I don't see anything on CPAN that would solve this problem, though HTTP::Handle might make it a bit easier. I do see a couple of things that might be your problem, though. First off, do you want byte #4, or the byte at index 4? You've got the latter at the moment (from bytes::substr($buf,4,1,undef)), which is of course what most people would call byte #5.

I think that's probably the issue you're looking at, because [ord] usually does what you expect in this case, but if you're parsing binary data, you really should be looking at [unpack], which is specifically designed for this task. Assuming you weren't doing anything with the rest of the string, the invocation in this case would be

my $byteval  = unpack "x3C", $buf;

Good luck!



If God had meant us to fly, he would *never* have given us the railroads.
    --Michael Flanders

Re: Reading (and parsing) a byte stream
created: 2006-03-04 22:17:07
I'm shooting in the dark here, but...

I have a hunch ord($byte) is what i'm looking for, but the byte i'm reading isn't yielding the value I expect it to, which could be a different problem...

...sounds to me like a problem related to the "endianness" of the data.

Instead of using ord(), try using some form of unpack(). The protocol specification should specify the endianness (i.e. if it's big- or little-endian).


acid06
perl -e "print pack('h*', 16369646), scalar reverse $="
Re^2: Reading (and parsing) a byte stream
created: 2006-03-05 22:57:23

I'm afraid your shot misses—endianness has to do with byte order, not the significance of bits within bytes. So if you have a four-byte number, the most-significant byte may be at the beginning (Big-endian, or $Config{byteorder} eq '4321') or at the end (Little-endian, '1234'), but the values of the bytes themselves don't change.

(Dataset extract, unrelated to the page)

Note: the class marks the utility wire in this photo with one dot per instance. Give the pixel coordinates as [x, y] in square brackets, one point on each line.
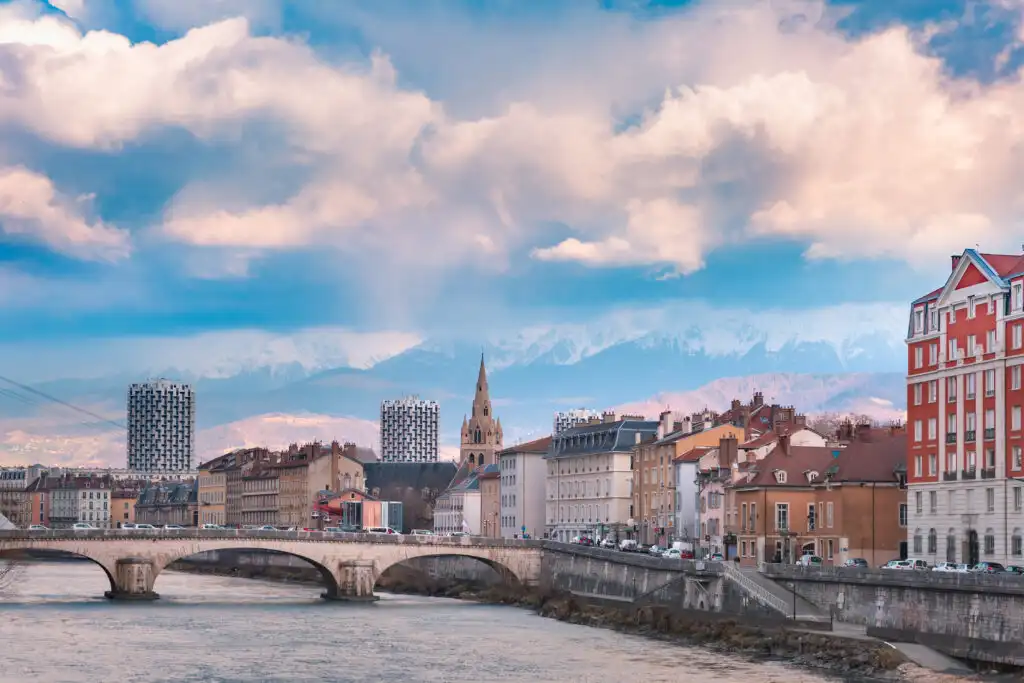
[54, 399]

If God had meant us to fly, he would *never* have given us the railroads.
    --Michael Flanders

Re^3: Reading (and parsing) a byte stream
created: 2006-03-05 23:12:19
Not really.
From the article about Endianness at the Wikipedia:

Endianness also applies in the numbering of bits within a byte or word. In a consistently big-endian architecture the bits in the word are numbered from the left, bit zero being the most significant bit and bit 7 being the least significant bit in a byte.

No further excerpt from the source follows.